Le petit nombre de mortinaissances et de décès néonatals signifie une petite taille d’échantillon pour certaines des analyses. Par exemple, alors que les personnes recevant plus de 10Gy rayonnement dans leur utérus ou leurs ovaires présentaient un risque accru de mortinatalité ou de décès, cette estimation du risque était basée sur cinq résultats indésirables chez seulement 28 femmes recevant ce niveau d’exposition.
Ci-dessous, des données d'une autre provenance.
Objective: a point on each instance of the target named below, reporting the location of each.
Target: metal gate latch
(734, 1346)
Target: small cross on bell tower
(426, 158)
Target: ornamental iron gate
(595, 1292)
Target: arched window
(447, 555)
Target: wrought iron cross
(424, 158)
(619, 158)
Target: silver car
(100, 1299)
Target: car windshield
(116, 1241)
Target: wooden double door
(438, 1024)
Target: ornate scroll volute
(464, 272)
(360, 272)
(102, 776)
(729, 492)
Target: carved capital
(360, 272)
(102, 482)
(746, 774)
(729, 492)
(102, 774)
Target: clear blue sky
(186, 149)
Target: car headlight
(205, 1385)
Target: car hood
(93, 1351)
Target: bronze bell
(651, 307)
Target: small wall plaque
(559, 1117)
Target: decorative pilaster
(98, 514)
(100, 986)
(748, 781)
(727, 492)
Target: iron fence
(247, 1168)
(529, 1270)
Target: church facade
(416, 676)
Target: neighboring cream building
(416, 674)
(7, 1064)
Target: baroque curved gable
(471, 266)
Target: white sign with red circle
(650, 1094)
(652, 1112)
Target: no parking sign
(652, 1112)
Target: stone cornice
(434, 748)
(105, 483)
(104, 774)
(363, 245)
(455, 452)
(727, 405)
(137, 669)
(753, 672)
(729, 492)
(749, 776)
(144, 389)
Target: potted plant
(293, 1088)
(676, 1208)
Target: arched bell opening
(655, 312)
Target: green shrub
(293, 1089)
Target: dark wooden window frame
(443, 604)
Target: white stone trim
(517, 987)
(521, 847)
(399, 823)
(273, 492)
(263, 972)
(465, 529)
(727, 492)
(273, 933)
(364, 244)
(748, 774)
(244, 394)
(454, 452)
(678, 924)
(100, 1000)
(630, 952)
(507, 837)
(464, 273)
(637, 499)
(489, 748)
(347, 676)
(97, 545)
Ces analyses de sous-groupes peuvent augmenter la possibilité de résultats aléatoires lorsque les risques ont été calculés en fonction du site de rayonnement.

L’étude n’a pas examiné d’autres complications de grossesse telles que des fausses couches ou des maladies congénitales ou des malformations chez la progéniture, associées ou non à la radiothérapie.

Bien que les chercheurs aient soupçonné des dommages radiologiques à l’utérus, ceux-ci n’ont pas fait l’objet d’une évaluation clinique et demeurent donc théoriques.

La recherche n’a pas non plus pu analyser 15% de la cohorte totale potentielle puisqu’ils n’ont pas signé de formulaires de libération médicale.

Il est possible que ceux qui ont connu une issue défavorable de grossesse étaient plus susceptibles de participer à l’étude.

Les participants ont eu leur cancer diagnostiqué de 1970 à 1986, et les traitements disponibles à ce moment-là ont pu être légèrement différents de ceux donnés aujourd’hui.

Comme le disent les chercheurs, leurs résultats soulignent la nécessité pour les femmes qui ont reçu une exposition aux radiations de leur bassin dans leur enfance de recevoir une gestion et un suivi attentifs pendant la grossesse.